Yet in spite of the additions to their sonic palette, the Love Language remain firmly rooted in the ’60s pop tradition. “Brittany’s Back” could easily be a lost Turtles or Zombies cut, while the effervescent “Anthrophobia” references Tommy James and the Shondells’ “Crimson and Clover” and Donovan’s “Hurdy Gurdy Man”—both staples of the era—in the lyrics. This isn’t to say that they rely on simple mimicry; personal touches such as McLamb’s yearning wail, poetic lyrics (“Smoke signals blur the new frontier/Loud whispers are the hardest to hear”) and hazy lo-fi production contribute to a sound that is distinctly their own.

Although not excessively ambitious, Libraries showcases a highly-touted young band accomplishing the rare feat of living up to, and even surpassing, the expectations set by their debut. This is raw indie-pop in all its messy, unvarnished glory.

—Josh Stillman

Anais Mitchel

It’s a rare occasion when a talented, yet niche, artist envisions and brings to fruition a project as ambitious as Hadestown. It’s even less common that these experiments succeed, as this album does, likely beyond anyone’s wildest expectations. Buoyed by the efforts of phenomenal guests—most notably, Ani DiFranco, Greg Brown and Bon Iver’s Justin Vernon—Anaïs Mitchell crafted a masterpiece with this 2010 album, which was released this past spring.

Described as a “folk opera” and initially performed as a traveling orchestra, Hadestown is a reimagining of the Greco-Roman myth of Orpheus and Eurydice, now set in a derelict Americana wracked by economic despair and societal collapse. Although ostensibly a folk album and performed mostly by folk artists, the record transcends the typical boundaries of the genre as it guides the listener through the bleak world of Mitchell’s creation.

This is not an album built for singles, but for full, dedicated plays and emotional investment. It’s difficult to understate the talents of the guest artists—the main cast includes Vernon as a suitably pained Orpheus, Brown as a smooth-talking Hades and DiFranco as a sultry Persephone. But the most memorable, brief appearances are Ben Knox Miller as a vagabond, cackling Hermes on the standout “Way Down Hadestown” and the Haden Triplets as the spiteful Erinyes on “When The Chips Are Down.” Anaïs Mitchell herself binds the album together as an innocent and naïve Eurydice, and her fragile voice floats over the genre-bending tracks.
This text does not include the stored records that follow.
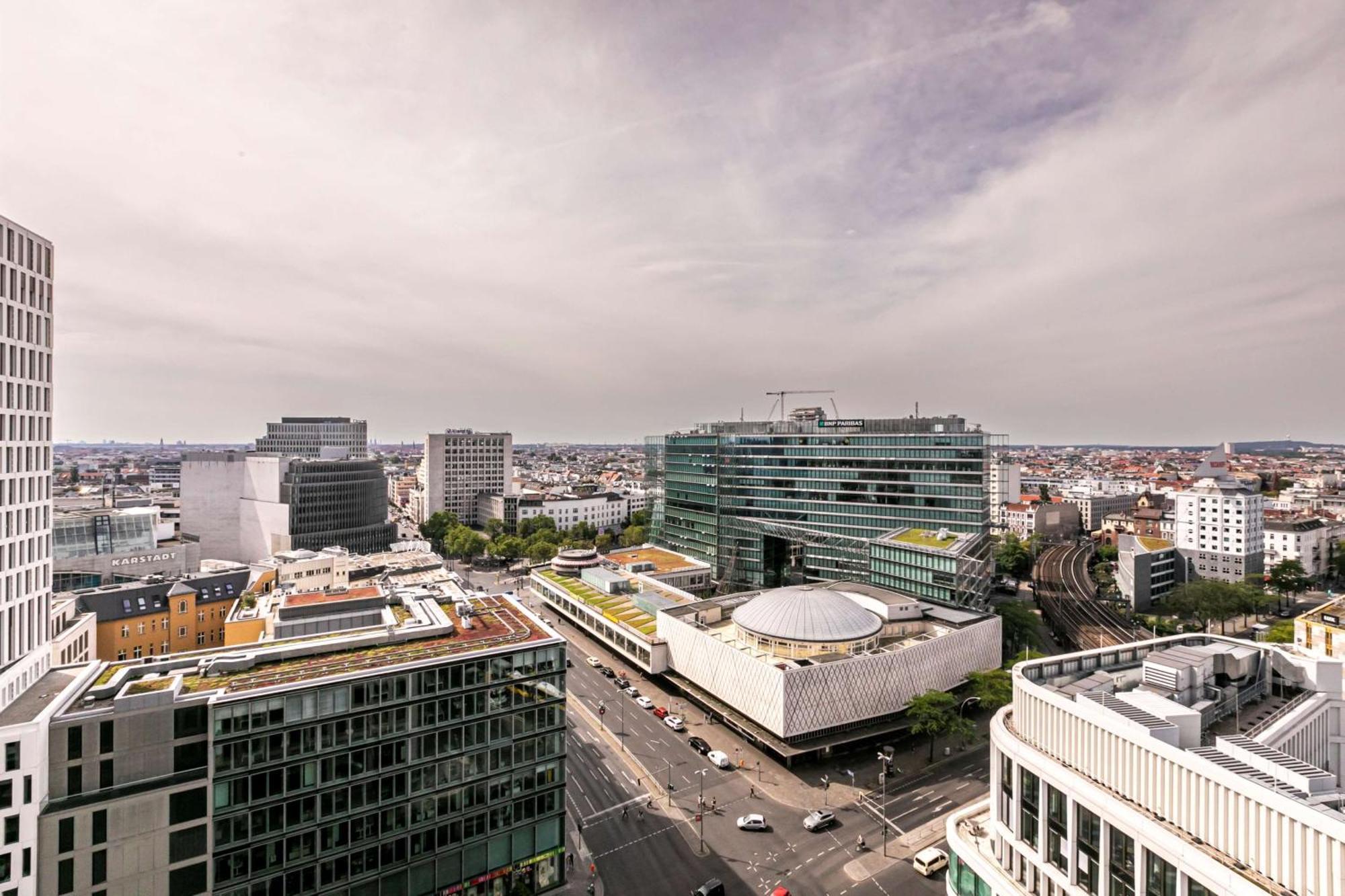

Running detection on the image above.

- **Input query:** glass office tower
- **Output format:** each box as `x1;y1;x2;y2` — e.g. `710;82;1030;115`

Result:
646;415;995;588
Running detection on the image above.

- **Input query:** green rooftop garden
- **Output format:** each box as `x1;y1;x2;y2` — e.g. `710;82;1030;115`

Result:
538;569;658;635
890;529;958;549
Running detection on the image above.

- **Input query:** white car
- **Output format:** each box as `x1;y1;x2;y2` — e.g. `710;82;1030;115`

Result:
738;813;769;830
911;846;948;877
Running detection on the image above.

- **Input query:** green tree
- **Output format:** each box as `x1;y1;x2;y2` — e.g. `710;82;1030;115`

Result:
907;690;976;762
995;532;1032;577
420;510;457;545
621;526;648;548
527;538;555;564
967;669;1013;709
1270;560;1311;598
995;600;1041;654
1263;619;1294;645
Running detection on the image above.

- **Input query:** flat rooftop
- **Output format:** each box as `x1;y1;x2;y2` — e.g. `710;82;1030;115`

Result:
603;548;710;573
67;596;560;712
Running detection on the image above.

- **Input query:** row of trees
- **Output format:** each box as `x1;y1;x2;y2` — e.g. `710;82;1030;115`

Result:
420;510;648;565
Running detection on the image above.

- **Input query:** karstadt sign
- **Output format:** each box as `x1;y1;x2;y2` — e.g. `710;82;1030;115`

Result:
112;551;178;567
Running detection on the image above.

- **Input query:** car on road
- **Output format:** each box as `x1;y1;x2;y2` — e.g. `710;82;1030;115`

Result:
803;809;837;830
911;846;948;877
738;813;771;830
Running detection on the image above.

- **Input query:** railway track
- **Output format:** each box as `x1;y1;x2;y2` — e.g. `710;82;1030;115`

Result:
1033;545;1141;650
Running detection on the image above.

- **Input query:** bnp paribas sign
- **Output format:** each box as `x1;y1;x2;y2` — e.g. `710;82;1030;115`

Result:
112;551;178;567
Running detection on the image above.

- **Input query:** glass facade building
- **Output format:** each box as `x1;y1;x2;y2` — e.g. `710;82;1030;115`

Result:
646;417;995;588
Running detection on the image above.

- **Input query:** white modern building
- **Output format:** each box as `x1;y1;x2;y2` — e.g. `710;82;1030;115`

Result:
1176;446;1266;581
257;417;369;460
946;635;1345;896
987;458;1022;529
408;429;514;526
0;218;52;710
1262;517;1337;576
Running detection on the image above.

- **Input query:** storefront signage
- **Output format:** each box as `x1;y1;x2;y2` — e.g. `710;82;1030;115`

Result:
112;551;178;567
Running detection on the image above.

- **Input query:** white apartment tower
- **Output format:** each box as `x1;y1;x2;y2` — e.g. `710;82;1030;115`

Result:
946;635;1345;896
257;417;369;460
987;456;1022;528
1176;446;1266;581
0;218;52;710
412;429;514;525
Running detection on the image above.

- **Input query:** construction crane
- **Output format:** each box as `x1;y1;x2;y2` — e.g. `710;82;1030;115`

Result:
765;389;841;422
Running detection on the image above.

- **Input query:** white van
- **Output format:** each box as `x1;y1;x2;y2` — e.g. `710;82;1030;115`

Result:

Together, the dynamic ensemble draws listeners into a grandiose epic that is both captivating and unforgettable. Hadestown is truly an album for the ages, as timeless as the myths themselves.

—Jeff Shi

Mountain Man

Musical America is a many-headed beast these days; maybe it’s always been. But there’s this band, Mountain Man, and if someone were to distill the country into a sound at its most basic, they might be it.

Mountain Man is a trio of women with lovely voices, playing a stripped-down, elemental folk music that trades in lush harmonies and floats on a tight knit of lo-fi fuzz. And Made the Harbor, their debut LP, paints America as a parade of migratory animals, Biblical hauntings and trembling, physical sexuality.

Whether any record this year opens with more inviting words than “Follow, follow, follow, follow the buffalo” seems an already answered question. Such organic come-ons make up many of the lyrics, and the instrumentation of the brief songs never strays far beyond a simply plucked acoustic guitar, if there are instruments at all.

The word “natural” comes to mind, for both the themes and the organic style, and when Made the Harbor reaches its denouement on track 12, “Babylon”—nothing more than Psalm 137 sung in a near-flawless round—Mountain Man seem to channel nature at its birth, when it was merely God and beast.